For those saying she has every right to not go, especially with her due date etc. yes 100%, it's entirely up to her.

But the way she has spoken to OP, and just so easily and casually dismissed her wedding shows her true colours.

Like someone else said, you served a purpose to her but now she doesn't need you anymore. It's so sad but honestly, in a couple of years down the line you'll be so grateful you didn't waste anymore time on her. I'd say once her baby arrives it'll be like she's the first in the world to have a baby too!

Madge55 · 21/02/2022 23:31

I think she is being really selfish. I get that she might feel like a bloated elephant come the day, but she won't be like that for the whole of the next 9 months, so for her to say she is opting out of everything is a kicker. Might be good to tell her how you feel about that statement. Say it plainly and without anger but tell her you're sorry she doesn't want to be involved at all in your big day especially since as her friend you feel you (happily) contributed so much to hers but you can see now the vast difference in your individual approach to friendship is and you feel really hurt by her lack of interest/care toward you is. Wish her well with her pregnancy and leave it at that. It will be up to her then to respond, her answer will tell you alot about the future of this 'friendship' but I suspect it won't be the same.

Suzi9989 · 21/02/2022 23:36

Sorry this happened to you. At least you know what kind of person she is and do not invest your emotions into this friendship.

Hope you have a magical day

EveryAvenue · 21/02/2022 23:36

When is the due date and when is the wedding?

poTAYtoes · 21/02/2022 23:36

I don't love attending weddings, but if a good friend had done as much for my wedding as you've done for hers, I'd do what I could to make her wedding special, too.

Obviously she can do "manage her pregnancy" however she likes, but it's very selfish of her to dismissively decide right away that she wants nothing to do with your wedding! It seems like she didn't even have the decency or grace to sound apologetic or say that she'll have to wait and see how she's feeling closer to the date. Not how a friend should behave.

dancingdaisies · 21/02/2022 23:40

This reply has been withdrawn

This has been withdrawn at the request of the poster.

Tillow4ever · 21/02/2022 23:48

Year’s ago when I fell pregnant with my first baby, the due date was my friends wedding day. The exact day. I spoke to her and said I'd do everything in my power to attend, but if she didn't want to include us in the numbers to be on the safe side I'd completely understand. She was more than happy for us to play it by ear - and we did, baby was a week early so I just checked she was ok with us bringing the baby too and still attended.

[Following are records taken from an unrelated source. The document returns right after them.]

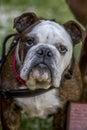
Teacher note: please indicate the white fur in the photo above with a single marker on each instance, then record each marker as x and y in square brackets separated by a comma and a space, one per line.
[56, 35]
[42, 105]
[47, 33]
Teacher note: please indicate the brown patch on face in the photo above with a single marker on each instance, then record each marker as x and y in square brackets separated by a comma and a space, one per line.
[75, 31]
[25, 20]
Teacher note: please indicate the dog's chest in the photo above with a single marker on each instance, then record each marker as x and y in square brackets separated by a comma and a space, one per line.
[40, 106]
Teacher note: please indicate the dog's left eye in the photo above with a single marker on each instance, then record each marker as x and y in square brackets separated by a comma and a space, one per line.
[62, 49]
[30, 42]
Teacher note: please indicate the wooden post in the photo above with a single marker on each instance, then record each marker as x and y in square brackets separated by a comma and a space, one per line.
[77, 116]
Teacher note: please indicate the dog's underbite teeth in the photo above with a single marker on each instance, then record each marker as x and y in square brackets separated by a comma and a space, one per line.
[39, 76]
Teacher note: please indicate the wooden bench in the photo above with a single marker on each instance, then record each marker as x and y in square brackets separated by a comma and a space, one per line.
[77, 116]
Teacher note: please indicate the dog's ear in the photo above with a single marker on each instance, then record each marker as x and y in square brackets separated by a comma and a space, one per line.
[25, 20]
[75, 31]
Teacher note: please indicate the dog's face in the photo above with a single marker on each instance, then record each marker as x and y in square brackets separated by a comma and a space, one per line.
[43, 53]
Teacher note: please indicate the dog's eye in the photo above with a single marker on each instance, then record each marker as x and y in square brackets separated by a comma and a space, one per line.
[30, 42]
[62, 49]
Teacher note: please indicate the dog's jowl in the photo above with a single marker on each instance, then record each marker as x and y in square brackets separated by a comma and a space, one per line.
[42, 58]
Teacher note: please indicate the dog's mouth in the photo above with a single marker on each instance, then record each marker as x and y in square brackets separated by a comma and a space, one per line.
[39, 77]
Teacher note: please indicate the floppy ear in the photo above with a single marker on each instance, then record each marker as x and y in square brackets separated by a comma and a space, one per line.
[25, 20]
[75, 31]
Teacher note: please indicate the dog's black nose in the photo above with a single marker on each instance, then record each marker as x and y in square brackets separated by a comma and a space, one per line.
[45, 52]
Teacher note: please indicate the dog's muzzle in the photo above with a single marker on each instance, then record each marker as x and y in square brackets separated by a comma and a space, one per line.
[40, 75]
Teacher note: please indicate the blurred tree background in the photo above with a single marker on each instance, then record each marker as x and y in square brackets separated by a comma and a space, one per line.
[51, 9]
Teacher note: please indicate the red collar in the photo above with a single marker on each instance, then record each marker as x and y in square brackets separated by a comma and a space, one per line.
[17, 75]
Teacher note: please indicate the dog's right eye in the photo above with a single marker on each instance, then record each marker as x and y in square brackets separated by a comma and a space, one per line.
[29, 42]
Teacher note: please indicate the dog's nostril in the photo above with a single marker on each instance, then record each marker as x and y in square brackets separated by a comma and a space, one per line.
[40, 52]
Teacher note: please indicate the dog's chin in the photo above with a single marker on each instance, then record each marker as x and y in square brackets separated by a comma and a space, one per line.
[39, 77]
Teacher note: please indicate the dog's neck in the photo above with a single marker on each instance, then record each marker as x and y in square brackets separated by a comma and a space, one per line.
[7, 73]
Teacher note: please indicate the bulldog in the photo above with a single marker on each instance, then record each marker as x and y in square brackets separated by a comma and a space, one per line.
[41, 58]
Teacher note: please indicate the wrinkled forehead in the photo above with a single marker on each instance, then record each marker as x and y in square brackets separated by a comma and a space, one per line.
[52, 31]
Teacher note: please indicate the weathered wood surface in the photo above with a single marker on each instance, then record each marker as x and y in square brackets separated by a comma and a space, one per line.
[77, 116]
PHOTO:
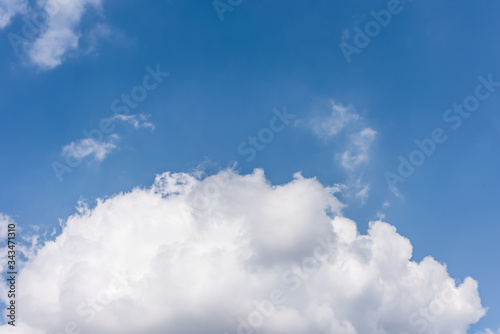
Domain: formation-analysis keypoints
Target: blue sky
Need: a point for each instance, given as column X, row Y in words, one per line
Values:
column 225, row 79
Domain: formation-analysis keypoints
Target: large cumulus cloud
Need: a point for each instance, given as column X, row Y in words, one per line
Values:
column 234, row 254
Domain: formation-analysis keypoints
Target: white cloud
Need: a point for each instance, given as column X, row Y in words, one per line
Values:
column 9, row 9
column 52, row 28
column 359, row 153
column 137, row 120
column 489, row 331
column 191, row 256
column 60, row 34
column 85, row 147
column 335, row 122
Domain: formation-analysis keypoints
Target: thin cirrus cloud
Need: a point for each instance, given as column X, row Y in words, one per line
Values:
column 342, row 125
column 359, row 149
column 332, row 124
column 9, row 9
column 98, row 150
column 58, row 33
column 86, row 147
column 137, row 121
column 234, row 254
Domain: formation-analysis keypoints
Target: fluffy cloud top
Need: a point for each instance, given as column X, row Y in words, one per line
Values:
column 52, row 28
column 234, row 254
column 8, row 9
column 360, row 145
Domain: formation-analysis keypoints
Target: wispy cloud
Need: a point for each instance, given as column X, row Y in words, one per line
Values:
column 332, row 124
column 359, row 150
column 60, row 34
column 137, row 121
column 9, row 9
column 88, row 147
column 52, row 28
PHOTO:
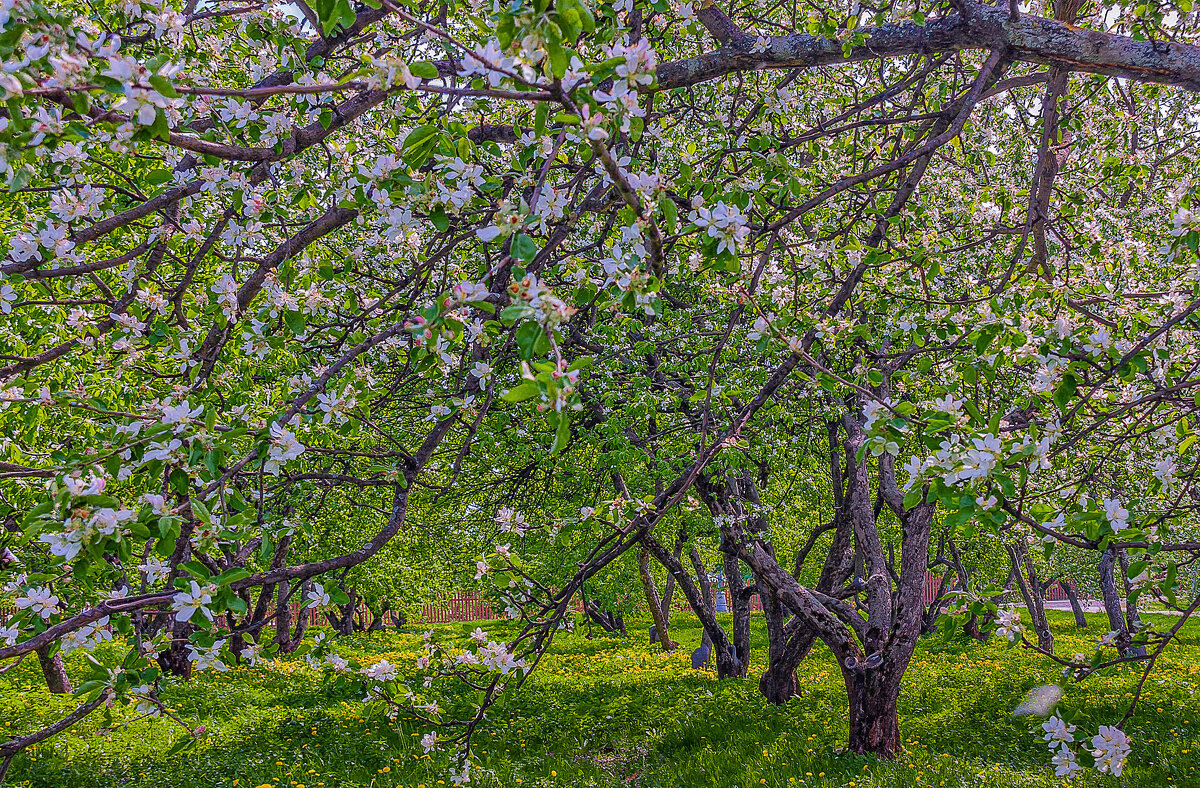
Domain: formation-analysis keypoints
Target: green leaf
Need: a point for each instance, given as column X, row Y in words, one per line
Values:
column 558, row 59
column 196, row 570
column 439, row 218
column 232, row 576
column 418, row 136
column 1065, row 391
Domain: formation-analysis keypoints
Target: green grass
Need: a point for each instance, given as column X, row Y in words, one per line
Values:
column 617, row 713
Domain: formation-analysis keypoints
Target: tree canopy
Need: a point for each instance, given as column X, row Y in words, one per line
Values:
column 298, row 294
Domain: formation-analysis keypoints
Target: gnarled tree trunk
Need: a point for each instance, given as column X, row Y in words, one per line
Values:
column 653, row 602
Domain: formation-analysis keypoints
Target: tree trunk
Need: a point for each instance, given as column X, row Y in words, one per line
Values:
column 669, row 588
column 173, row 660
column 706, row 589
column 652, row 600
column 57, row 680
column 1075, row 607
column 285, row 637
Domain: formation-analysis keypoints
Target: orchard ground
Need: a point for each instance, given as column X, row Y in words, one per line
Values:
column 615, row 711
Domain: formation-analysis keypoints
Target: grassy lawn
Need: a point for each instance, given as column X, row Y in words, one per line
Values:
column 616, row 713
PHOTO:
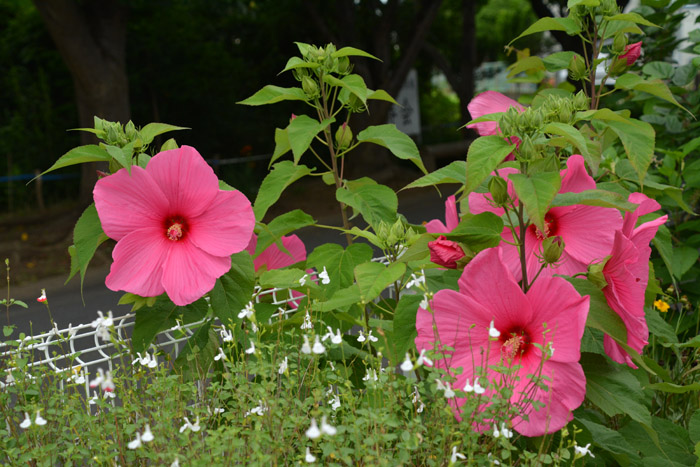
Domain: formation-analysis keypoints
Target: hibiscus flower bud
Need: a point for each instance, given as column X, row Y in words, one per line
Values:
column 498, row 188
column 445, row 252
column 343, row 136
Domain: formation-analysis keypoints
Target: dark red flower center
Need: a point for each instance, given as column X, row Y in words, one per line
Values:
column 551, row 227
column 175, row 228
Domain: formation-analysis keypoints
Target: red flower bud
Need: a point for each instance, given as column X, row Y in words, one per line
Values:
column 445, row 252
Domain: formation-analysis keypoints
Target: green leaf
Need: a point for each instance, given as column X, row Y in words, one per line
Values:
column 638, row 140
column 271, row 94
column 150, row 131
column 80, row 155
column 478, row 231
column 87, row 236
column 655, row 87
column 536, row 192
column 372, row 278
column 375, row 202
column 352, row 52
column 614, row 389
column 399, row 144
column 280, row 177
column 602, row 198
column 567, row 25
column 233, row 290
column 282, row 225
column 302, row 131
column 483, row 157
column 454, row 172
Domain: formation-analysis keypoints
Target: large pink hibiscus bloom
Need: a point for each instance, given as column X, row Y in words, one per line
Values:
column 627, row 274
column 175, row 229
column 551, row 315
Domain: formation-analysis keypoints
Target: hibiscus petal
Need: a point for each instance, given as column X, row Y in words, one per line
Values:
column 138, row 260
column 559, row 306
column 187, row 181
column 189, row 273
column 129, row 202
column 226, row 225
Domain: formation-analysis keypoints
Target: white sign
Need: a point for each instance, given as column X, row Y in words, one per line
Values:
column 407, row 116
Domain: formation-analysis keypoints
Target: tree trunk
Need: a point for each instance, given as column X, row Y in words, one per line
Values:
column 91, row 38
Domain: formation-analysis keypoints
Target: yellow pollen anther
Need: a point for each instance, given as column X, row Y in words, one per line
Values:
column 174, row 232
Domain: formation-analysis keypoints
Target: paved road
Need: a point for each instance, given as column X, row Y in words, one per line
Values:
column 67, row 307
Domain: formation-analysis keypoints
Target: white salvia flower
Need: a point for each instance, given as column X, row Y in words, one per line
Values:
column 323, row 275
column 326, row 428
column 39, row 420
column 456, row 455
column 581, row 451
column 135, row 444
column 493, row 332
column 27, row 422
column 147, row 436
column 226, row 335
column 220, row 355
column 250, row 350
column 283, row 366
column 306, row 347
column 318, row 348
column 478, row 389
column 407, row 365
column 313, row 432
column 309, row 457
column 307, row 324
column 423, row 360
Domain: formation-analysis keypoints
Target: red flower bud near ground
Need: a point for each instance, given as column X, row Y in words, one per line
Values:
column 445, row 252
column 632, row 53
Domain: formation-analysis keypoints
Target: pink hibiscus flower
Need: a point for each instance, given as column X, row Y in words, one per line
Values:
column 574, row 224
column 451, row 218
column 551, row 316
column 627, row 274
column 175, row 229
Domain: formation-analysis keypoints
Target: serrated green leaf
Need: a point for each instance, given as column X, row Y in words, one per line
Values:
column 398, row 143
column 272, row 94
column 280, row 177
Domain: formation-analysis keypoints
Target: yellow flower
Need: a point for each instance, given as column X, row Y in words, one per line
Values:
column 661, row 306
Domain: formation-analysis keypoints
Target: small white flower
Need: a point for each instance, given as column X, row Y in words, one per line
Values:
column 423, row 360
column 581, row 451
column 306, row 347
column 226, row 335
column 313, row 432
column 250, row 350
column 318, row 348
column 493, row 332
column 39, row 420
column 135, row 444
column 456, row 455
column 326, row 428
column 27, row 422
column 283, row 366
column 147, row 436
column 407, row 364
column 309, row 457
column 323, row 275
column 220, row 355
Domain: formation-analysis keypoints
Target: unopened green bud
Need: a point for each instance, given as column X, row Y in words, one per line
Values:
column 498, row 188
column 309, row 87
column 343, row 136
column 552, row 249
column 619, row 43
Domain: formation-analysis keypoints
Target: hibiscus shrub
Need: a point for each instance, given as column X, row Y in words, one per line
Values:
column 527, row 311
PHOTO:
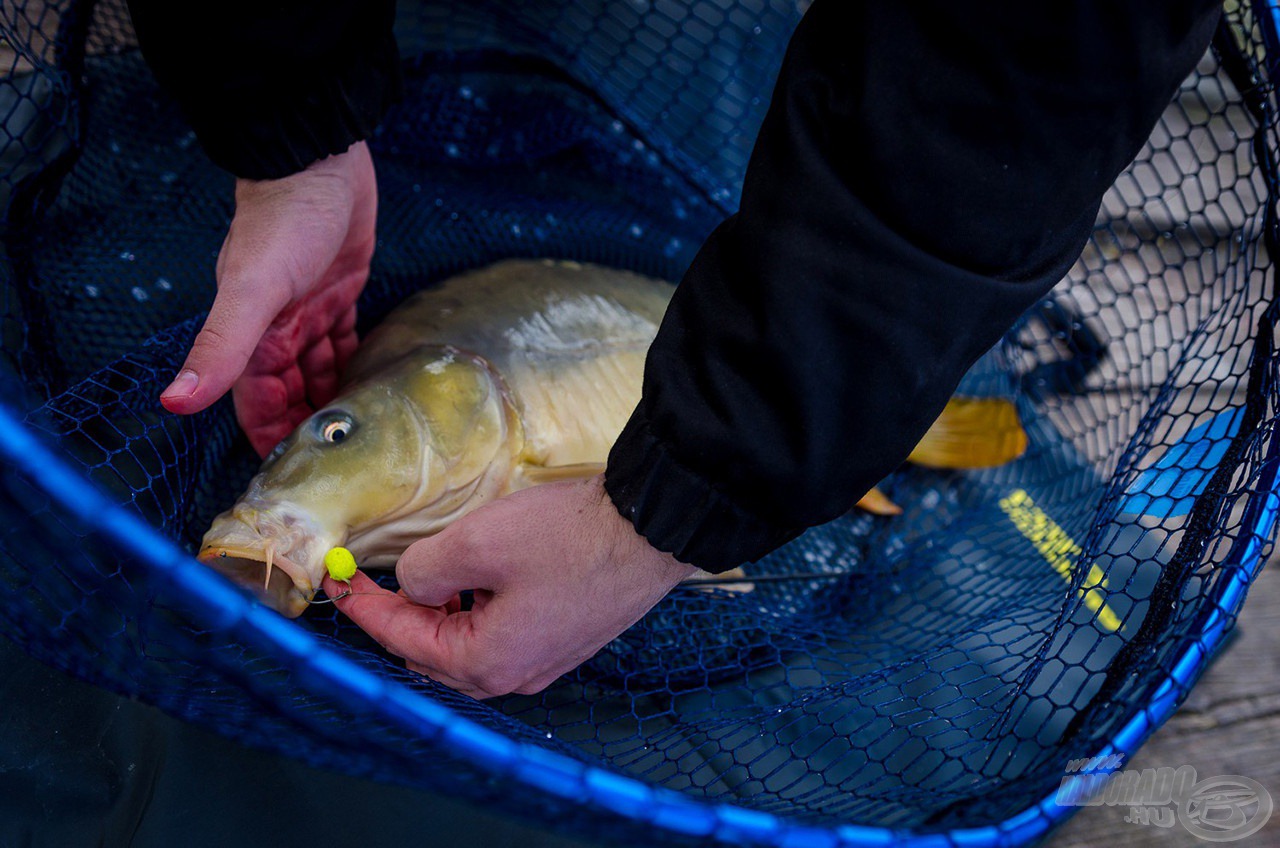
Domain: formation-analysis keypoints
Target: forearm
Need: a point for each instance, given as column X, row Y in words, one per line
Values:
column 272, row 87
column 920, row 179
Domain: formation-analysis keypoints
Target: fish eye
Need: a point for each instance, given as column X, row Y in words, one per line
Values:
column 336, row 429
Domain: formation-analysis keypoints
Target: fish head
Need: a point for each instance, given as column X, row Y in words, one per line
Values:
column 397, row 445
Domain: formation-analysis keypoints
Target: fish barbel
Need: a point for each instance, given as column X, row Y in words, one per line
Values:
column 520, row 373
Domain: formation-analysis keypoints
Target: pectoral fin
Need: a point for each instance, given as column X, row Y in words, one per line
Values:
column 536, row 474
column 972, row 432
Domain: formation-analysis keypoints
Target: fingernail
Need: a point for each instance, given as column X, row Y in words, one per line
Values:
column 184, row 386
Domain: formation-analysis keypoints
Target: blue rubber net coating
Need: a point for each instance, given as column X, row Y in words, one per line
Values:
column 949, row 664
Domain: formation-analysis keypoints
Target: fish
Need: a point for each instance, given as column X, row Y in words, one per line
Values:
column 515, row 374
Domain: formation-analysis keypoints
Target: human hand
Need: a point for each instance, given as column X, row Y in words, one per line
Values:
column 557, row 574
column 283, row 323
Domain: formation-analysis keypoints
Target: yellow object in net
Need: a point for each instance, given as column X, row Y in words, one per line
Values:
column 341, row 564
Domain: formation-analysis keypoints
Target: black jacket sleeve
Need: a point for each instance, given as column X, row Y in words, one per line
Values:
column 926, row 173
column 270, row 86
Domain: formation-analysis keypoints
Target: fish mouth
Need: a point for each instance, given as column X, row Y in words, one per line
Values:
column 275, row 579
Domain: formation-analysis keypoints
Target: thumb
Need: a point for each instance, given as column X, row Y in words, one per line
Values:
column 433, row 570
column 238, row 319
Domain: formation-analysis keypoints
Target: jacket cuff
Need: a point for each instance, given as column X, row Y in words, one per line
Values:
column 279, row 132
column 677, row 510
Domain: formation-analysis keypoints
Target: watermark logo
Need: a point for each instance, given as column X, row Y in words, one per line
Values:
column 1220, row 808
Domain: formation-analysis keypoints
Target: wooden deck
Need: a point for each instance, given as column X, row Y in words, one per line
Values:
column 1230, row 724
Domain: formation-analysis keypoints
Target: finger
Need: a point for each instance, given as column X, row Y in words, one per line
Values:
column 268, row 409
column 466, row 688
column 236, row 324
column 421, row 634
column 320, row 373
column 343, row 340
column 434, row 570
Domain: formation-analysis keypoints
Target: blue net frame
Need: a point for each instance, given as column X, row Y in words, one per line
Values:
column 918, row 680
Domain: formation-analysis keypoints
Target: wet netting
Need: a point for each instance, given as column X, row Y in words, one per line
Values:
column 933, row 680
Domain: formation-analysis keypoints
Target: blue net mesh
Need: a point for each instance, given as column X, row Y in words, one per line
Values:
column 927, row 675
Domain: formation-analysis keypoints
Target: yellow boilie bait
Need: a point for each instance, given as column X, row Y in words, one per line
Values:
column 341, row 564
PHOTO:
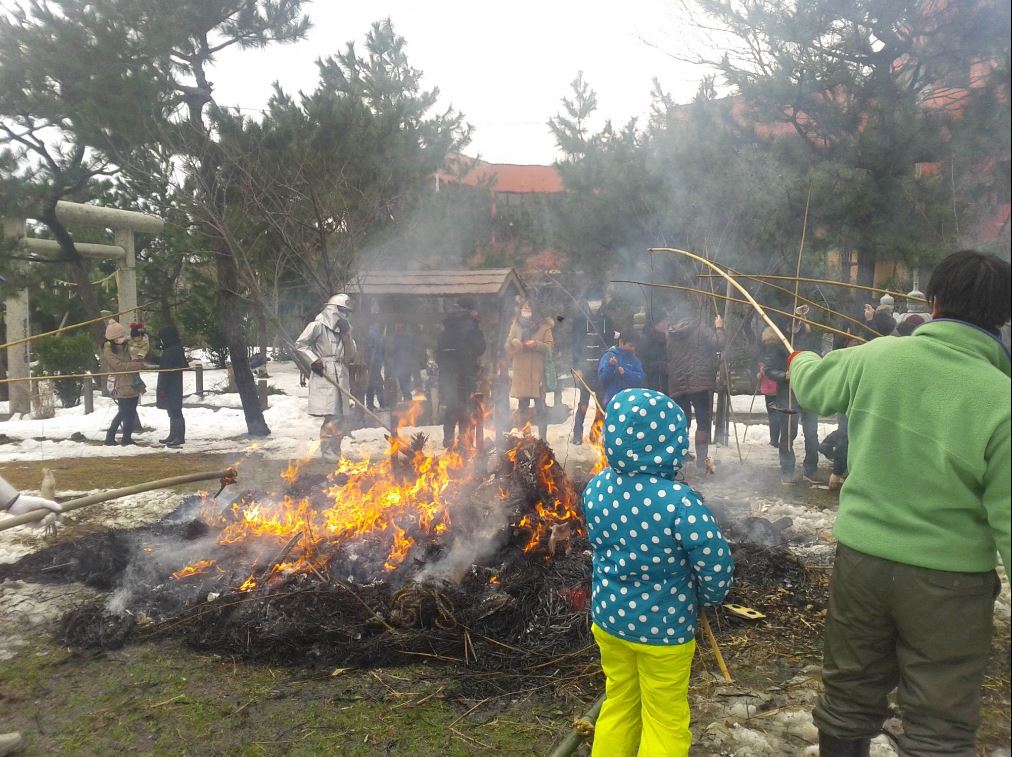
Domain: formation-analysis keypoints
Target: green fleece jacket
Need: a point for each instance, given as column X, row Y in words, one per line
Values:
column 929, row 456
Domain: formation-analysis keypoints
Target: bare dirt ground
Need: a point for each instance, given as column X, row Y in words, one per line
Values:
column 162, row 698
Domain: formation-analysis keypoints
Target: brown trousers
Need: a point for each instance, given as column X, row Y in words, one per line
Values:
column 924, row 632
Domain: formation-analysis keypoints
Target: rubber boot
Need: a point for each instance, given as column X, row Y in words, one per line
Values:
column 128, row 437
column 831, row 746
column 581, row 414
column 702, row 453
column 330, row 447
column 177, row 432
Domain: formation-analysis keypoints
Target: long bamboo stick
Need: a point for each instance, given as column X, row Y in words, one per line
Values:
column 800, row 299
column 718, row 269
column 97, row 374
column 703, row 292
column 228, row 474
column 708, row 633
column 830, row 282
column 74, row 326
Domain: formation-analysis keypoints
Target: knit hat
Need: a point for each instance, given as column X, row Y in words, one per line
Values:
column 114, row 332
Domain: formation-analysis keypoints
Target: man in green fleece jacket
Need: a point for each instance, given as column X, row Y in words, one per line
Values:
column 922, row 515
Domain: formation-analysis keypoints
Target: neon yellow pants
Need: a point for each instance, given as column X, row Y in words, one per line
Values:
column 647, row 708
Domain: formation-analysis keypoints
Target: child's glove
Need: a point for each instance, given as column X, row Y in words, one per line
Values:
column 26, row 503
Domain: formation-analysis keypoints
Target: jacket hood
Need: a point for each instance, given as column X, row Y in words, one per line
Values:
column 645, row 431
column 168, row 336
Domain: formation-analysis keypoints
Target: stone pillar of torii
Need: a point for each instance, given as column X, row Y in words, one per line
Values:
column 123, row 225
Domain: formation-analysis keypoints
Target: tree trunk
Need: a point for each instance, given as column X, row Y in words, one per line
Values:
column 79, row 267
column 235, row 335
column 866, row 264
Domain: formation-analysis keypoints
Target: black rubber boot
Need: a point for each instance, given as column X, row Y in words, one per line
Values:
column 831, row 746
column 177, row 432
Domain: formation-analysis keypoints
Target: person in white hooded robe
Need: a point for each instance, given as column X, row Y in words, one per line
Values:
column 327, row 345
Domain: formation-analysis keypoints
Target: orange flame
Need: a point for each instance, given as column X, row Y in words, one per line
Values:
column 597, row 441
column 393, row 502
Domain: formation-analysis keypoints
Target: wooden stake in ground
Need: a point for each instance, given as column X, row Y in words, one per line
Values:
column 228, row 474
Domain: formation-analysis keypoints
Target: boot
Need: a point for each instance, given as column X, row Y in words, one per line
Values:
column 330, row 447
column 831, row 746
column 702, row 452
column 581, row 414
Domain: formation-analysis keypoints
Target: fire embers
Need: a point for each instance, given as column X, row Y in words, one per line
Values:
column 409, row 514
column 547, row 514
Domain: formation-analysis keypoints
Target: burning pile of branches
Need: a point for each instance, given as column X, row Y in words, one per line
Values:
column 412, row 558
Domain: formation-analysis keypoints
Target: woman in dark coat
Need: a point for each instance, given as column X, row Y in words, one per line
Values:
column 169, row 394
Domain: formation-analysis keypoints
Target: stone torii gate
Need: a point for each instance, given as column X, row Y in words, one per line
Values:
column 123, row 225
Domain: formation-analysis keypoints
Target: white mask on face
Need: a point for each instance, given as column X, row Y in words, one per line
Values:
column 332, row 314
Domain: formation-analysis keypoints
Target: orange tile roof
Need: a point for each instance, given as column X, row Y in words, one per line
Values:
column 502, row 177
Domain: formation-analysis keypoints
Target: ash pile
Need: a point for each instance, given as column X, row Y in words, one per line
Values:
column 412, row 559
column 415, row 558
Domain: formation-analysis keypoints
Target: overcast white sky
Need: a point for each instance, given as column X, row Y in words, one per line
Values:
column 506, row 65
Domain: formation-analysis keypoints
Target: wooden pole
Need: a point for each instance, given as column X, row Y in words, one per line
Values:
column 829, row 282
column 742, row 289
column 800, row 299
column 93, row 499
column 708, row 633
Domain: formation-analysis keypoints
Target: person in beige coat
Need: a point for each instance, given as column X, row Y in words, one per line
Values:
column 124, row 388
column 529, row 344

My point is, that for a friend who in school was a best friend, but by then was someone I saw once or twice a year, I was willing to move heaven and earth to find a way of attending her wedding. The only thing that would have stopped me would have been if I was in labour, or had given birth within the previous 24-48 hours. Your BEST friend is due a few weeks after your wedding and wants to pull out completely? With no way of knowing how she will be feeling at that stage etc, not even willing to try and ask if you can be flexible for her based on how she's doing? I'm sorry OP but it sounds like your friendship means more to you than it does to her. Alternatively, it could be that's she's worried she could ruin the wedding if she's unwell/in labour/had the baby - I.e. has to pull out at the last minute. You know her better than us - does that sound like it could be the issue?